My son has also learned the days of the week. He knows Saturday and Sunday are the days when Mommy and Daddy don’t have to work. So being away on those days – feels just, well, wrong.
My husband has a different take: The kids will be fine. They’re with a trusted member of our family. They won’t have to deal with jet lag, time differences and interrupted naps. But his strongest argument to me was “You need time away and we need more time alone together.”
As a working parent, there is very little down time. It’s a cycle of kids, work, kids, chores, errands, kids, more work, bedtime. Repeat.
It’s something all parents of young kids can relate to- the days of feeling guilty anyway you slice it. I spend time apart from the kids working, I feel guilty. I’m not putting enough hours in at my job, I feel guilty. I neglect my friendships, I feel guilty. And the absolute worse guilt- I take time for myself- I feel big time guilt.
Intuitively, I know everybody needs a break at some point. But it’s still hard being away.
In the end, we decided to take the 3-day vacation without the children.

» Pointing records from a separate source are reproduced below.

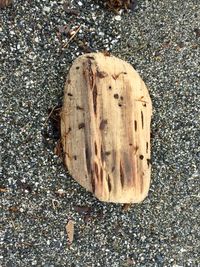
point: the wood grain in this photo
(105, 128)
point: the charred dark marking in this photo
(116, 96)
(90, 74)
(79, 108)
(142, 119)
(107, 153)
(95, 148)
(135, 123)
(109, 183)
(102, 154)
(136, 148)
(93, 182)
(81, 125)
(87, 157)
(101, 74)
(147, 147)
(115, 76)
(101, 174)
(94, 94)
(148, 162)
(121, 175)
(69, 130)
(90, 57)
(103, 124)
(96, 169)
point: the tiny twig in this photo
(72, 37)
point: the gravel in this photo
(161, 40)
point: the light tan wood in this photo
(105, 128)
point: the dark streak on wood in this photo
(109, 184)
(142, 119)
(79, 108)
(96, 169)
(101, 74)
(87, 157)
(121, 175)
(90, 74)
(102, 155)
(135, 123)
(93, 182)
(147, 147)
(94, 93)
(148, 162)
(95, 148)
(90, 57)
(103, 124)
(81, 125)
(116, 96)
(101, 175)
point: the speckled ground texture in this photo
(161, 40)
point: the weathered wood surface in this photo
(105, 128)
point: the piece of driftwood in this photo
(105, 128)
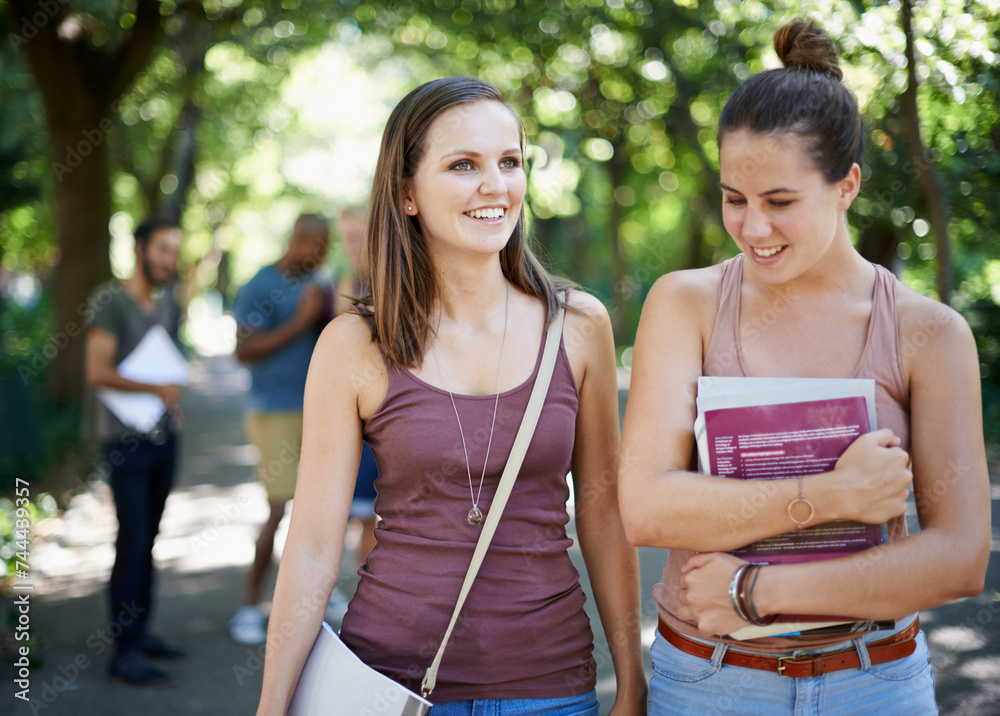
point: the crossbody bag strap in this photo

I’m amazed at how two polar opposite emotions can exist in the same space at the same time- sadness from not being with my kids and euphoria because I’m not with my kids.
I’ve been able to read a book, sit by the pool, go for a run with my husband and go window shopping hand in hand with my husband.
I’m reluctant to say he was right. This is good for us. I still miss my children. But I’m realizing sometimes it’s okay to just give yourself a little break.